Father Thomas Higgins, Pastor of Holy Innocents, reached out to Bob and Pat Smiley, the Transition Team representatives from St. Joachim. The Smileys were invited to meet with Father Higgins at the parish rectory. We met today. The beginning of the meeting was very cordial with Father asking how everything was going and we asking about his work. Father shared with us, as he has said from the beginning, that he believed there should be a Catholic presence, a church, in Frankford.

This pastoral planning process was long and arduous for all. That we can all agree on! Father told the Smileys that he had made two proposals himself suggesting first that St. Joachim merge at Mater Dolorosa and St. Joan of Arc at Holy Innocents. When that was not accepted, Father tried again with St. Joachim and Mater Dolorosa merging with St. Bartholmew and St. Joan of Arc merging with Holy Innocents. Again, that was not accepted. The Smileys thanked Father for his efforts and believe that someone in the Archdiocese will have the wisdom to overturn this unfair and unjust decision.

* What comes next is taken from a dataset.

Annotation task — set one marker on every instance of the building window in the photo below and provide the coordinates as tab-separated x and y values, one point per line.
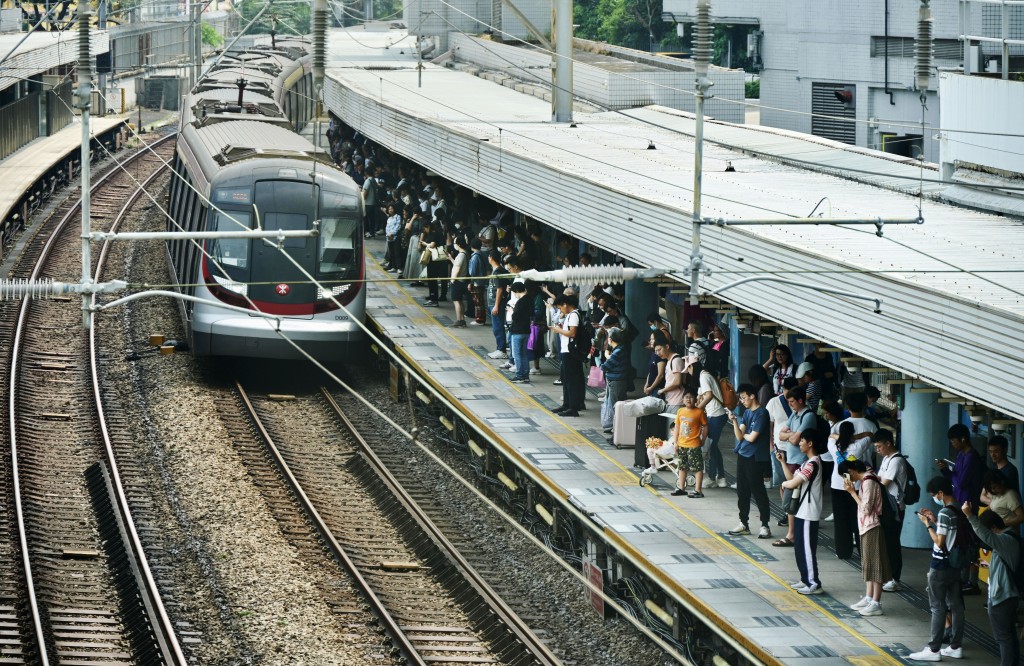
832	103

JuniataAs it became clear that the Smileys would not cease trying to “Keep the Faith in Frankford” by keeping one Church open in Frankford, Father expressed concerns that the Smileys would not be able to truly “be on the same page” with Father and the rest of the Transition Team. The Smileys, especially Pat, restated their committment to helping in this important process while acknowledging that, according to Father, we wanted the same thing, a Catholic presence in Frankford. Pat Smiley asked if either Smiley had done anything to warrant or cause these feelings. Emails Father has received from the Archbishop, Monsignor Rodgers and the latest article from the “Juniata News” titled “St. Joachim Parishioners Want to ‘Keep the Faith in Frankford’ by Keeping Their Church Open are evidence of the successful efforts that St. Joachim parishioners and supporters have demonstrated regarding the unfair and unjust decision to close St. Joachim. Father indicated that we were not accepting of the Archdiocesan decision to merge our parish. Father felt this gap was too big to be able to be bridged and he was not comfortable with the Smileys remaining on the Transition Team. As of today, the Smileys are no longer on the Transition Team. The Smileys expressed regret that Father felt this way and wish the entire Transition Team and staff of Holy Innocents only the best and many blessings on their efforts.